Chemotherapeutic agents are ranked as minimally to highly emetogenic and infusion therapists generally incorporate premedication into the protocol to prevent acute chemotherapy-induced nausea and vomiting (CINV).85 Perhaps because of less anxiety or because of the selection of less toxic chemotherapeutic agents, elderly cancer patients appear to suffer less with acute CINV. Delayed CINV is also well described and it is a more serious problem for elderly cancer patients.
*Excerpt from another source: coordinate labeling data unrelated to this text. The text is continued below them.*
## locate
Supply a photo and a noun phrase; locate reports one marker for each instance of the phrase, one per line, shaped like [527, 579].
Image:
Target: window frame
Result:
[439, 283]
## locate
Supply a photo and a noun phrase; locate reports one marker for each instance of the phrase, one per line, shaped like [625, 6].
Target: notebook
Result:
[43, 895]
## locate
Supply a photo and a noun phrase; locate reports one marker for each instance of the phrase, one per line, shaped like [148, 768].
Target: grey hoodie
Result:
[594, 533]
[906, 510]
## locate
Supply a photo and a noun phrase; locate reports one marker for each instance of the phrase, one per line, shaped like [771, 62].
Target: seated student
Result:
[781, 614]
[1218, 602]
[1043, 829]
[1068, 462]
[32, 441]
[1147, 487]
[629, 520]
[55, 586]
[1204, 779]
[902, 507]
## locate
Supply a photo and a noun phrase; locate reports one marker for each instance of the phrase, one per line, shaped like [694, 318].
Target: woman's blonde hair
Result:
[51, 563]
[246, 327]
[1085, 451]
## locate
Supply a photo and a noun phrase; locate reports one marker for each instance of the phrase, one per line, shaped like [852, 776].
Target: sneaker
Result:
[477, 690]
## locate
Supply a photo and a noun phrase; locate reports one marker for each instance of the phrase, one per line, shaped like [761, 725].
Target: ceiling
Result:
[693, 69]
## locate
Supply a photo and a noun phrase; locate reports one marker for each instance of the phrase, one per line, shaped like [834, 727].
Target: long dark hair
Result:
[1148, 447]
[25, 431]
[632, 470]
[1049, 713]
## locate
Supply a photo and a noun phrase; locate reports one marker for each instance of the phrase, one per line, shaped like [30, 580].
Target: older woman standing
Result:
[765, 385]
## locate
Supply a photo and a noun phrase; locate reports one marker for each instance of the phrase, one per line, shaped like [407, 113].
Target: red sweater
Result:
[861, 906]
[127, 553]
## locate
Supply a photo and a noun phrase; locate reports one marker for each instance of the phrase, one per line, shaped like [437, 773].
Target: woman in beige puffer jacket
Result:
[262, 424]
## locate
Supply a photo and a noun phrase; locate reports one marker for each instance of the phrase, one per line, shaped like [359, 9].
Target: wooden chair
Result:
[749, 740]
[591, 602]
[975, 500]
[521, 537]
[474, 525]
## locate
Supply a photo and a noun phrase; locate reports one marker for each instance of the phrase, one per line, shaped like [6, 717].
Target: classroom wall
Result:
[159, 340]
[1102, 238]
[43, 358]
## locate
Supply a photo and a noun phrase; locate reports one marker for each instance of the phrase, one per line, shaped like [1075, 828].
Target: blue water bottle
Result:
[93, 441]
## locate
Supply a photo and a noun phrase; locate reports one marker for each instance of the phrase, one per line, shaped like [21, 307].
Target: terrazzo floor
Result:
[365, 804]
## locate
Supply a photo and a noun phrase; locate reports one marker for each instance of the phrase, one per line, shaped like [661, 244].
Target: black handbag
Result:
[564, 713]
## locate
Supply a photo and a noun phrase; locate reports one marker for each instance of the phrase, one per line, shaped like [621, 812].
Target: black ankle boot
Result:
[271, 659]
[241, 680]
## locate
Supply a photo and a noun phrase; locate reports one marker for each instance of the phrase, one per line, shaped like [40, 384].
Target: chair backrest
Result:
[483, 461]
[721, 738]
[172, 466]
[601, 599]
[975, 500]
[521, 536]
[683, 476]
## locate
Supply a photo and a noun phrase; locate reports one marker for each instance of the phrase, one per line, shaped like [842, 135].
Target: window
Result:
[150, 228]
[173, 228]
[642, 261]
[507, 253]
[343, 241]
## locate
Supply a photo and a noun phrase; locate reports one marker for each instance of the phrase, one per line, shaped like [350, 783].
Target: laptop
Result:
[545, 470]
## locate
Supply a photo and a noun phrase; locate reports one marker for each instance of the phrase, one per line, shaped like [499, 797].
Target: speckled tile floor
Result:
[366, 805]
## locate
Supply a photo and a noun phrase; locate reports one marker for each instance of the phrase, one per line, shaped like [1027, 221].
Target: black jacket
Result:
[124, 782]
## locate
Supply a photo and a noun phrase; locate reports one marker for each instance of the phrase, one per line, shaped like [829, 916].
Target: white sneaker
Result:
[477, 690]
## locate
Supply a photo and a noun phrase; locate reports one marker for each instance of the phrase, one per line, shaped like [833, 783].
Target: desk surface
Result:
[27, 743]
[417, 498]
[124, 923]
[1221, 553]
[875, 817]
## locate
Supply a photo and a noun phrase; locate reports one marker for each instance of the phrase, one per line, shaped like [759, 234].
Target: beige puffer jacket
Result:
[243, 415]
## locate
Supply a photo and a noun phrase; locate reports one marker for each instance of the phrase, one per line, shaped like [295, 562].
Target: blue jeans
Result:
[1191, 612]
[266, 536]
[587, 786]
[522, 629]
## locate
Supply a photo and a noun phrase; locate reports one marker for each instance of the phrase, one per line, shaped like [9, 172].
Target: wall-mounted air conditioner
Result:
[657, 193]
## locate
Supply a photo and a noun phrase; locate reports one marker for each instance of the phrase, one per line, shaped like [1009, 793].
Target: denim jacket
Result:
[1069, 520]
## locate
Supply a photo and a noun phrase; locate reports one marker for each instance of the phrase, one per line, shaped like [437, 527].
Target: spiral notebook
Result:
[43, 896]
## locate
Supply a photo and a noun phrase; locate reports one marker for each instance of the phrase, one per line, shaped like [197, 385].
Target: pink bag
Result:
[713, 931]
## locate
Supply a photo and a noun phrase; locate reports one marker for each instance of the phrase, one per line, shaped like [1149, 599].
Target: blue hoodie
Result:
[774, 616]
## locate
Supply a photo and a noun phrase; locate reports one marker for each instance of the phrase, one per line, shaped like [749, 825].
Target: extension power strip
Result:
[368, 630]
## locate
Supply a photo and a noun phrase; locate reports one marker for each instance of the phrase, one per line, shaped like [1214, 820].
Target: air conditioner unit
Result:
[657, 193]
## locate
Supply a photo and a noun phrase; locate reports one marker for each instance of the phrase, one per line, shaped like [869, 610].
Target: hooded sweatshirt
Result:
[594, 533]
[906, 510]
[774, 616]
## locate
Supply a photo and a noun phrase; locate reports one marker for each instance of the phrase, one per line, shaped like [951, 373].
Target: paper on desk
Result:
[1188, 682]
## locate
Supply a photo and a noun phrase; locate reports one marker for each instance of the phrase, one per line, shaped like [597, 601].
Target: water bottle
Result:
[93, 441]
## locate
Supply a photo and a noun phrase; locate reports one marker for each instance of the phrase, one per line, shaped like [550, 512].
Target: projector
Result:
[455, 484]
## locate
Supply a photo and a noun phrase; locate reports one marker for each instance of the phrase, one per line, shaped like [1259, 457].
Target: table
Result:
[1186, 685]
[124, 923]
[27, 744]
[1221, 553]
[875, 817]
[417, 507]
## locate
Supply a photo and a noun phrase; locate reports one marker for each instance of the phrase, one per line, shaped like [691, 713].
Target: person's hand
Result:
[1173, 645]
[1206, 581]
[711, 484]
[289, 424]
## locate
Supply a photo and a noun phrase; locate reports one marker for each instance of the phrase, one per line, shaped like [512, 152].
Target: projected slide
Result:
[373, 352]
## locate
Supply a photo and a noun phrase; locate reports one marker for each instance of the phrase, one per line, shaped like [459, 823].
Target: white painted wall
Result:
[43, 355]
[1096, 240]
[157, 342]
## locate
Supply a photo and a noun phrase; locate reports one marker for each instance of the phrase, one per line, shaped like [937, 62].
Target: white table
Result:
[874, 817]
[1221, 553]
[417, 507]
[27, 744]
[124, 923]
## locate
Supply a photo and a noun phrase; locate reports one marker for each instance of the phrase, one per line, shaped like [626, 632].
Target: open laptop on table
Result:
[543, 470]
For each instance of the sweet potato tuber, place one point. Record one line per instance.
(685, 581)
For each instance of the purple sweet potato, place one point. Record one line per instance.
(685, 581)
Around 4–10 days after chemotherapy, it is caused by a combination of central and peripheral disturbances and by direct GI tract toxicity. Specific toxicities include oral and pharyngeal pain, digestive endothelial mucosal injury due to cytotoxins and antimetabolites, radiation, increased vagal tone, autonomic failure, hiccups associated with phrenic nerve and diaphragmatic irritation. Gastritis, gastric reflux and gastroparesis cause nausea. These problems are often accompanied by severe diarrhoea and a high risk for volume depletion, falls, delirium and injury.